Der Antragsteller unterfällt keiner dieser Fallgruppen. Insbesondere wurde in dem einstweiligen Rechtsschutzantrag nicht glaubhaft gemacht, dass sich der griechische Staat seiner ohne jede weitere Prüfung des Asylbegehrens entledigen würde. Hierfür reicht das pauschale Vorbringen, dass er nicht mit einem fairen und rechtsstaatlichen Asylverfahren in Griechenland rechnen könne, nicht aus. Dies ist mit den vom Bundesverfassungsgericht geforderten strengen Anforderungen an eine Darlegung der einer Abschiebung ausnahmsweise entgegen stehenden Hinderungsgründe nicht vereinbar. [...] Dass sich die für die Qualifizierung Griechenlands als sicherer Drittstaat maßgeblichen Kriterien schlagartig geändert hätten, z. B. durch einen politischen Umsturz oder eine vergleichbare abrupte Änderung der politischen Lage, ist weder ersichtlich noch vorgebracht. Dem Vorbringen des Antragstellers lassen sich außerdem keine Hinweise dafür entnehmen, dass Griechenland selbst den Kläger aus asylrelevanten Gründen verfolgen würde.
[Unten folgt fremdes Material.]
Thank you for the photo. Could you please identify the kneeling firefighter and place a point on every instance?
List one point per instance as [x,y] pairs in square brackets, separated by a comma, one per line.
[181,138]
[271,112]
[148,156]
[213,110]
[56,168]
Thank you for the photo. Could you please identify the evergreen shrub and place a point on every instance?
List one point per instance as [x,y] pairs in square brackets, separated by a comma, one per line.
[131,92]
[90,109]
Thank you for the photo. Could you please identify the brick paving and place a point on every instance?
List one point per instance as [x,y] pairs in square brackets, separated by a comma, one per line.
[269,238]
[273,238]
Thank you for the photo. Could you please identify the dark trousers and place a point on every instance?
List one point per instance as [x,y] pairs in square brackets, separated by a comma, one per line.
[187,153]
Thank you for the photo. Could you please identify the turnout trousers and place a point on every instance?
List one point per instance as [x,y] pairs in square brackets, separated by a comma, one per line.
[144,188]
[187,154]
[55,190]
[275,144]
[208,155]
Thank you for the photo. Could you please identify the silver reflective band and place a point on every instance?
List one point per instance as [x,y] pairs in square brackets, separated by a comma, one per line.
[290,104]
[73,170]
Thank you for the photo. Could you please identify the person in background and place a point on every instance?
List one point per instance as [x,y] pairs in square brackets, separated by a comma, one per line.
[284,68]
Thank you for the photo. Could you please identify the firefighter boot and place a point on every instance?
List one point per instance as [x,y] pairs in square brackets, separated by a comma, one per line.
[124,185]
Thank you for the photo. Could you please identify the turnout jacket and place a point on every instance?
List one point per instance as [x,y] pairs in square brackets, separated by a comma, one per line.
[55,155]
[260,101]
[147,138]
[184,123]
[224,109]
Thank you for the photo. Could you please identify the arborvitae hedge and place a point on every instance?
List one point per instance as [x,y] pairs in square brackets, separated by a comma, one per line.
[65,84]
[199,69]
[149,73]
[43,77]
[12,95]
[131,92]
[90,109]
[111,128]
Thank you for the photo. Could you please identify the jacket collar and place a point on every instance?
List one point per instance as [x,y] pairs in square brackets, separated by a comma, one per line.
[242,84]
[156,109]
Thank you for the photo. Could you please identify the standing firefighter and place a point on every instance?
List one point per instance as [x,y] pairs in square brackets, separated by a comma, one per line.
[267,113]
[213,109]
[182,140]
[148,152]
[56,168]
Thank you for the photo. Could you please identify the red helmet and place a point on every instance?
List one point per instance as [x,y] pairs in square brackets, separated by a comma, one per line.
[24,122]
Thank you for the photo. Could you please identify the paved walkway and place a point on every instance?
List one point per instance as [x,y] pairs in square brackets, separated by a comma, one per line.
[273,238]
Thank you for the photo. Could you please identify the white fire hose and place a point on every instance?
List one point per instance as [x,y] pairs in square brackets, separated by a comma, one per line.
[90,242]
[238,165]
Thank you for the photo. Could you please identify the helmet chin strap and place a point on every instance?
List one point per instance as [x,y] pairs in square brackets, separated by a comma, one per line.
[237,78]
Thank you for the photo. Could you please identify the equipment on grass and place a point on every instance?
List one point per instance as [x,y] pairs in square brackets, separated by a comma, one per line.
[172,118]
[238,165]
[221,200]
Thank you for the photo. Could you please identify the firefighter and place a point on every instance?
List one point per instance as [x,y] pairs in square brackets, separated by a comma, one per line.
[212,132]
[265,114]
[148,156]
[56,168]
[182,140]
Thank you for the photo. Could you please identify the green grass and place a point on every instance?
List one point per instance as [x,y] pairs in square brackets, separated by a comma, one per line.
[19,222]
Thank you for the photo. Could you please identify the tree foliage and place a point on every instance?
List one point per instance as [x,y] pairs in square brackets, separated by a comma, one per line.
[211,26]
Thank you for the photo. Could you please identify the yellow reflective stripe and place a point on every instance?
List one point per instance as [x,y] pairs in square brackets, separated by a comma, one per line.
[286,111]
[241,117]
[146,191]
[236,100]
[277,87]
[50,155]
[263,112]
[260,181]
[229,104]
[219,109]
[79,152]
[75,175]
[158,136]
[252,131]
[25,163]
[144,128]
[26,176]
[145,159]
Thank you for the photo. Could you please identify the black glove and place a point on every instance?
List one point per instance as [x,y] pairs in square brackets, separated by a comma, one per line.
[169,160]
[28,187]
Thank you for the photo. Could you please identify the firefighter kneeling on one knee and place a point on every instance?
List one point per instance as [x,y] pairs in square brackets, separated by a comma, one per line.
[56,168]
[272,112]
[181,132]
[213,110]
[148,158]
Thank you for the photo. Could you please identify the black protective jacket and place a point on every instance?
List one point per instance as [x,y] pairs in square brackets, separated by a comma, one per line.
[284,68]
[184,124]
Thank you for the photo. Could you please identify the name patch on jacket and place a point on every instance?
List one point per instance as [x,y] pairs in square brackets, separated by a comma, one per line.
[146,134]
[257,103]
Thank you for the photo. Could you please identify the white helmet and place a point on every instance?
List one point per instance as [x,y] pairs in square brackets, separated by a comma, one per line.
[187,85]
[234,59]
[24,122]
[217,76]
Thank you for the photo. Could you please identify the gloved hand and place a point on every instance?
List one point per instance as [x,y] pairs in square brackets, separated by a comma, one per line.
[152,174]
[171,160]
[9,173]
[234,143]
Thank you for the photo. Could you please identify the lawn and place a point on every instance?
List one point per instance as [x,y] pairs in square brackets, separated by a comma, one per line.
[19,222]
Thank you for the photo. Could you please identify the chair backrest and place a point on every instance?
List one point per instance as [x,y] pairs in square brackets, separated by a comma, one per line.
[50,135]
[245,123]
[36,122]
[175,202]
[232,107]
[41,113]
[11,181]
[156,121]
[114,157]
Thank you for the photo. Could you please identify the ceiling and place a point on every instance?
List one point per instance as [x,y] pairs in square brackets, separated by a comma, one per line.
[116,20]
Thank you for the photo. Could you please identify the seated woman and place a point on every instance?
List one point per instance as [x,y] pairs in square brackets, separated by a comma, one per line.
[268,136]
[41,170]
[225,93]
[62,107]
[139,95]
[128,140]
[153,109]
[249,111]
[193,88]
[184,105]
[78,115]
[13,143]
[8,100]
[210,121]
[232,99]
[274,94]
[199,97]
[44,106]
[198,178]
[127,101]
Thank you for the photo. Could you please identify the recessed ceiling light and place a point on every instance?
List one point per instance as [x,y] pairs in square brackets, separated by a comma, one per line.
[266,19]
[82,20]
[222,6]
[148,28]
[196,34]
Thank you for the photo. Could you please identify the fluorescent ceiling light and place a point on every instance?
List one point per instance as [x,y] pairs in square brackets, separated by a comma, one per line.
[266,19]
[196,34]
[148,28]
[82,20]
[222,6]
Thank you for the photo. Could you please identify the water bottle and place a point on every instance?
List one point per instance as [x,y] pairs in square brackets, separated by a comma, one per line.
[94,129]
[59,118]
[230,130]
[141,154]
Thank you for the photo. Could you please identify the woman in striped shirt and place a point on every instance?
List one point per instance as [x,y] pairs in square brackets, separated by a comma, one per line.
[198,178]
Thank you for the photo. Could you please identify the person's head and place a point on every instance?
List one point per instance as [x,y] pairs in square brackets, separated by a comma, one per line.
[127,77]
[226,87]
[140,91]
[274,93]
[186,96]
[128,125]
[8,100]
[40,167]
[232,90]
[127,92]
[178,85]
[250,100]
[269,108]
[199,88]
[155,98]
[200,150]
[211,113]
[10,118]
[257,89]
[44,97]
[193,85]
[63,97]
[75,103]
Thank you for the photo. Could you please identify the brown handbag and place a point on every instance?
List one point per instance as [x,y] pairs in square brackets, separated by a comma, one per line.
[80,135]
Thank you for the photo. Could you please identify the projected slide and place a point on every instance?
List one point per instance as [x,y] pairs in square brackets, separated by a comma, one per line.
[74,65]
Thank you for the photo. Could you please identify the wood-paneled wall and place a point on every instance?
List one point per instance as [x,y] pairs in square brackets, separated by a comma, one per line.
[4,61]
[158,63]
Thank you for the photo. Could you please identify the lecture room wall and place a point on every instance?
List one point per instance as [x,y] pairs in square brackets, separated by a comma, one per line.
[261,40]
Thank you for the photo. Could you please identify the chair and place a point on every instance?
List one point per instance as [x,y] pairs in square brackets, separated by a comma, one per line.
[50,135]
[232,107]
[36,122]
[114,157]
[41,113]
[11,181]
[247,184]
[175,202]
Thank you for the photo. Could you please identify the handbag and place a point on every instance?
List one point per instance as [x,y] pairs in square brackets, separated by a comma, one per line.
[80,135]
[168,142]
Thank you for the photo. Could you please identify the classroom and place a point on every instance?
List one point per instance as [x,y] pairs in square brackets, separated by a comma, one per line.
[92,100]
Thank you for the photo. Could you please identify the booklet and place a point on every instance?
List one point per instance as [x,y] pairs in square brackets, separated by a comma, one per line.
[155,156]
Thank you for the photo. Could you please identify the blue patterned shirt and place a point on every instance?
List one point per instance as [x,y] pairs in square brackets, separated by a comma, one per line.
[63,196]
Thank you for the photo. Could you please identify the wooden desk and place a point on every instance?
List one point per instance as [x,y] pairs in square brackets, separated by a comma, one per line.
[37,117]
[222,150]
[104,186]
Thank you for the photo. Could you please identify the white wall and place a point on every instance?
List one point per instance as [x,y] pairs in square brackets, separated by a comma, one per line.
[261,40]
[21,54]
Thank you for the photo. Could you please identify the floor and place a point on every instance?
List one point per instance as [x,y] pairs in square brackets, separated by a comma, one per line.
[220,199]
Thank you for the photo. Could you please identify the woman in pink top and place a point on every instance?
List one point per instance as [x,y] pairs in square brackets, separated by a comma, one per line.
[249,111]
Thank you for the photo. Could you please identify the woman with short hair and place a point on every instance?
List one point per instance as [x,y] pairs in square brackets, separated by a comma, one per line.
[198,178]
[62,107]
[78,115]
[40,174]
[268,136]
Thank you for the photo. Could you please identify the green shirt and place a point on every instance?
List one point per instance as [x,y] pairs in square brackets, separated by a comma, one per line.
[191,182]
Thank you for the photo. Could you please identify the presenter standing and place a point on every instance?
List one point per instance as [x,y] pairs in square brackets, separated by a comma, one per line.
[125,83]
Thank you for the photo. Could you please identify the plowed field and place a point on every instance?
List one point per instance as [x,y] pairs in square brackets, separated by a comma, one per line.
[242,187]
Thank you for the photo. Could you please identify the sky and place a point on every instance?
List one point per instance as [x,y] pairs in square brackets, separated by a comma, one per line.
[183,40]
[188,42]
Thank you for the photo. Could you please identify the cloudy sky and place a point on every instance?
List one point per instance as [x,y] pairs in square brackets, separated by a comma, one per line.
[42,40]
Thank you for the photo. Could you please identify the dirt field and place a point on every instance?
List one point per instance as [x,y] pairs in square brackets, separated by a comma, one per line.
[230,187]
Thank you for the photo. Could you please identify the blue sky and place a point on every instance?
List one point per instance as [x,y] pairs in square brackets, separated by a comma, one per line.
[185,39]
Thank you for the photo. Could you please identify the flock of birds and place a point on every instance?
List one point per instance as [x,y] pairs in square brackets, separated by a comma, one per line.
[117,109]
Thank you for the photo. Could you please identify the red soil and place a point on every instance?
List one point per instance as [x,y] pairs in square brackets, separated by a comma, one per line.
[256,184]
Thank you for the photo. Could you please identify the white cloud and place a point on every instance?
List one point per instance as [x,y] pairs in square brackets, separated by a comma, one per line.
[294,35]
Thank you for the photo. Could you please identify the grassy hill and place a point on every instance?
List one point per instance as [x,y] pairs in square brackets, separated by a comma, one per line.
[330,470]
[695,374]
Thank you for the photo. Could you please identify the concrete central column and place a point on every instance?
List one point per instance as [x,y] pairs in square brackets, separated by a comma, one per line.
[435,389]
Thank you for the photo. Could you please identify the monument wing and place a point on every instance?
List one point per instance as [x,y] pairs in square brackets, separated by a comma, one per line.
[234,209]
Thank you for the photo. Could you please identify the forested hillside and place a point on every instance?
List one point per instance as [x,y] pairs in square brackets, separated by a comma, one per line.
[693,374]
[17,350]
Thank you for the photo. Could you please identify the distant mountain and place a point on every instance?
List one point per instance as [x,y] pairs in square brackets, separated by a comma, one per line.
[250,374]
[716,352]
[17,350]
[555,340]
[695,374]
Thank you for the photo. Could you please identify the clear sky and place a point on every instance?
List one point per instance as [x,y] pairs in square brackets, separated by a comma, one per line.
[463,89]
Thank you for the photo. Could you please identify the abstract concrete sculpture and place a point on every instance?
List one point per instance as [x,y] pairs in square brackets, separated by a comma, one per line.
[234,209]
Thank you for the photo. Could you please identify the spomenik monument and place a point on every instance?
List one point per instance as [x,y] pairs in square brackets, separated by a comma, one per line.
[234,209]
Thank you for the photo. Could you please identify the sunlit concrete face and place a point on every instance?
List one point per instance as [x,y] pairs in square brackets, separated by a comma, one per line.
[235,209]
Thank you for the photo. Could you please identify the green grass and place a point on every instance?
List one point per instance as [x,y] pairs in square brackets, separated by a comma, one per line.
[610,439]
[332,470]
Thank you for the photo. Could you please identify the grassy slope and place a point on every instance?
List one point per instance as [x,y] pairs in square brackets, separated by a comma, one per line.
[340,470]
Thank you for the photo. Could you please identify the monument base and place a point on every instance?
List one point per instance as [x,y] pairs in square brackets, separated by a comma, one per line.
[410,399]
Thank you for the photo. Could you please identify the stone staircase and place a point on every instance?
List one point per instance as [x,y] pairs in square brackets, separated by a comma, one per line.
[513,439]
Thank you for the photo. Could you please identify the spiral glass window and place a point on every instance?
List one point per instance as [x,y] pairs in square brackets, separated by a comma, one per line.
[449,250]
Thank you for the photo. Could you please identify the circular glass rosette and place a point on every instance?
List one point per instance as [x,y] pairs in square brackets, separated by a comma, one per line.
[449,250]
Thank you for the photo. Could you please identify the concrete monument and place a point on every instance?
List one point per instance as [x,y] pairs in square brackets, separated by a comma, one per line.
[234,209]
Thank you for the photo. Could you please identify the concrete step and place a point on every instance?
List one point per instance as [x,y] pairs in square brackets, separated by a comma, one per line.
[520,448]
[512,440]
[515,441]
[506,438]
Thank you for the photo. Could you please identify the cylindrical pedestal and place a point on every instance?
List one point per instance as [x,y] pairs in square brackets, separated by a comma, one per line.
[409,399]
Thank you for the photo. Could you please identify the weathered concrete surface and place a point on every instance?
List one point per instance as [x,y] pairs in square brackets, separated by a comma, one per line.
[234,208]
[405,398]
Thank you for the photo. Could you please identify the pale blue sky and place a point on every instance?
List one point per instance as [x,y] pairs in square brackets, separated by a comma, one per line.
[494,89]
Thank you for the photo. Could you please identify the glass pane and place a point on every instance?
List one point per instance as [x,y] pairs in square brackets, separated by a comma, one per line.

Selbst wenn man die oben angesprochenen Sonderfälle nicht für abschließend hält, stünde das Vorbringen des Antragstellers in seiner Antragsbegründung einer Abschiebung nach Griechenland nicht entgegen. Den vom Bundesverfassungsgericht für eine solche Darlegung geforderten strengen Anforderungen kann sein Vorbringen nicht genügen.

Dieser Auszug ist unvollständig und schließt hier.